Source: Barcroft Media / Getty

On Tuesday (July 10), the Supreme Court of India began its hearing on petitions filed against Section 377 of the Indian Penal Code. It’s the country’s anti-gay law that was decriminalized in 2009 (Delhi High Court ruled that it did not apply to sexual relations between consenting adults) and reintroduced in 2013. It’s also one of the world’s oldest laws criminalizing gay sex, and is “routinely used as a cover to harass, blackmail and sexually assault” gay people, according to The New York Times.

“According to the law of the land, I can be handcuffed,” Ayesha Kapur, one of many fighting against the frightening and antiquated law, told The Times in June. “It’s a very real prospect. Nothing stops the police from coming to the homes of the petitioners.”

The hearing comes after petitioners began demanding the law—which criminalizes “whoever voluntarily has carnal intercourse against the order of nature with any man, woman or animal”—be done away with.

Gay sex has long been viewed as taboo in India, with some in the conservative country considering homosexuality as a form of mental illness.

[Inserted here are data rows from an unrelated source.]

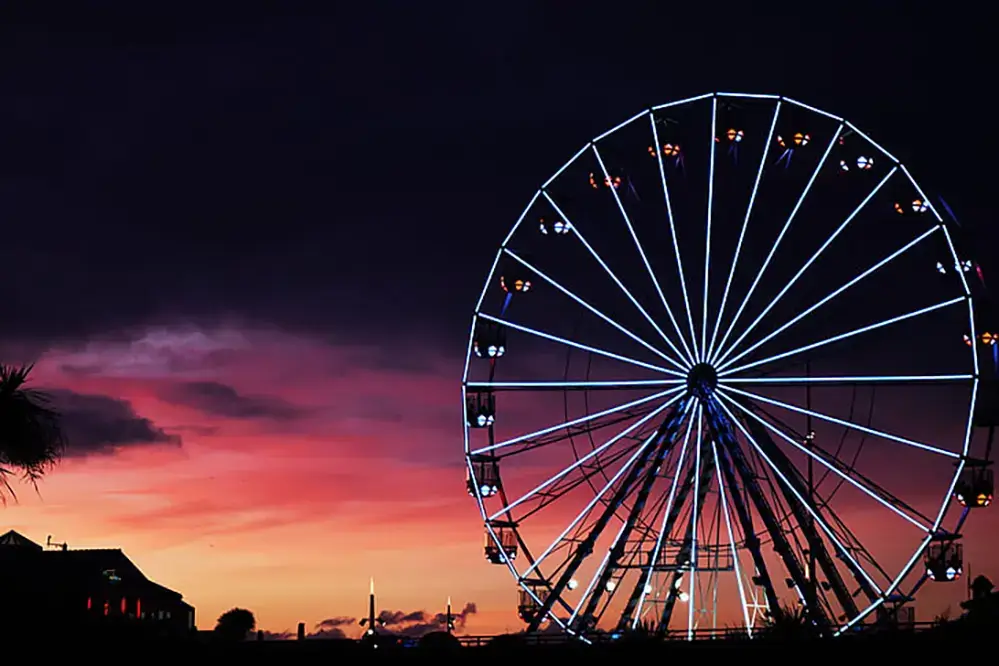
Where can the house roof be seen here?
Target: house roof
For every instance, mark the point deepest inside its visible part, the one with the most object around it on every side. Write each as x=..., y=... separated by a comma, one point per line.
x=80, y=565
x=12, y=538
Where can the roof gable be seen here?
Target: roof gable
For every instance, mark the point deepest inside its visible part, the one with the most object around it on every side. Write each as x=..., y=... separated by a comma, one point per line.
x=12, y=538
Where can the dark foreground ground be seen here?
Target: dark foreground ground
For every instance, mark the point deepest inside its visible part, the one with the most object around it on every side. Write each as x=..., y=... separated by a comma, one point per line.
x=920, y=646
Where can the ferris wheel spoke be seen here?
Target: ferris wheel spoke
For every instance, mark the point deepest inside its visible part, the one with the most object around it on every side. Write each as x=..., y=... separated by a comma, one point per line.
x=576, y=386
x=723, y=503
x=579, y=345
x=695, y=516
x=645, y=259
x=673, y=236
x=723, y=364
x=577, y=421
x=633, y=609
x=613, y=277
x=634, y=468
x=807, y=516
x=844, y=380
x=845, y=336
x=742, y=232
x=631, y=463
x=890, y=502
x=685, y=561
x=780, y=237
x=593, y=310
x=776, y=522
x=567, y=434
x=859, y=571
x=732, y=463
x=845, y=424
x=617, y=550
x=797, y=276
x=567, y=484
x=589, y=456
x=707, y=233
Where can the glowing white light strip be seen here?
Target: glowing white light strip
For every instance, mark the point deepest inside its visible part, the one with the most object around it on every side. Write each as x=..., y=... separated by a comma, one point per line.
x=725, y=364
x=623, y=383
x=822, y=523
x=641, y=252
x=776, y=299
x=745, y=224
x=612, y=276
x=627, y=122
x=872, y=142
x=592, y=503
x=662, y=530
x=550, y=280
x=707, y=233
x=565, y=166
x=683, y=101
x=731, y=540
x=780, y=237
x=811, y=108
x=844, y=336
x=692, y=584
x=579, y=345
x=856, y=484
x=577, y=421
x=672, y=228
x=584, y=459
x=845, y=424
x=846, y=379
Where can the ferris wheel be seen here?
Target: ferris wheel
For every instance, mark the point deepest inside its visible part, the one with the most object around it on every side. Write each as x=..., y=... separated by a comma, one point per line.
x=716, y=372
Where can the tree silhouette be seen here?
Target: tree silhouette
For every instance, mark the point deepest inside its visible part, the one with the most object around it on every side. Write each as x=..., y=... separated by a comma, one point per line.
x=31, y=436
x=235, y=624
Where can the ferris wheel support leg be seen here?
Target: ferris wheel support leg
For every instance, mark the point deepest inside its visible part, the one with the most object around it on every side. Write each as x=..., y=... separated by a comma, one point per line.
x=777, y=242
x=687, y=552
x=807, y=523
x=670, y=432
x=585, y=548
x=628, y=617
x=742, y=232
x=729, y=446
x=721, y=436
x=632, y=613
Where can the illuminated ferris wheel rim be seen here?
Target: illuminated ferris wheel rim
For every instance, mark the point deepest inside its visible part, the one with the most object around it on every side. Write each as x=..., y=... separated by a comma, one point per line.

On Tuesday, ahead of the scheduled Supreme Court hearing, Bharatiya Janata Party (BJP) leader Subramaniain Swamy referred to homosexuality as “a danger to national security.”

“It’s not a natural thing and you cannot celebrate it, you cannot treat it as normal, you cannot treat it as choice,” he told Asian News International (ANI). “It is against Hindutva, it is against all our scriptures, and I will certainly continue to protest against it.”

Last year, the Supreme Court ruled that sexual orientation is “an essential attribute of privacy” and that “discrimination against an individual on the basis of sexual orientation is deeply offensive to the dignity and self-worth of the individual.”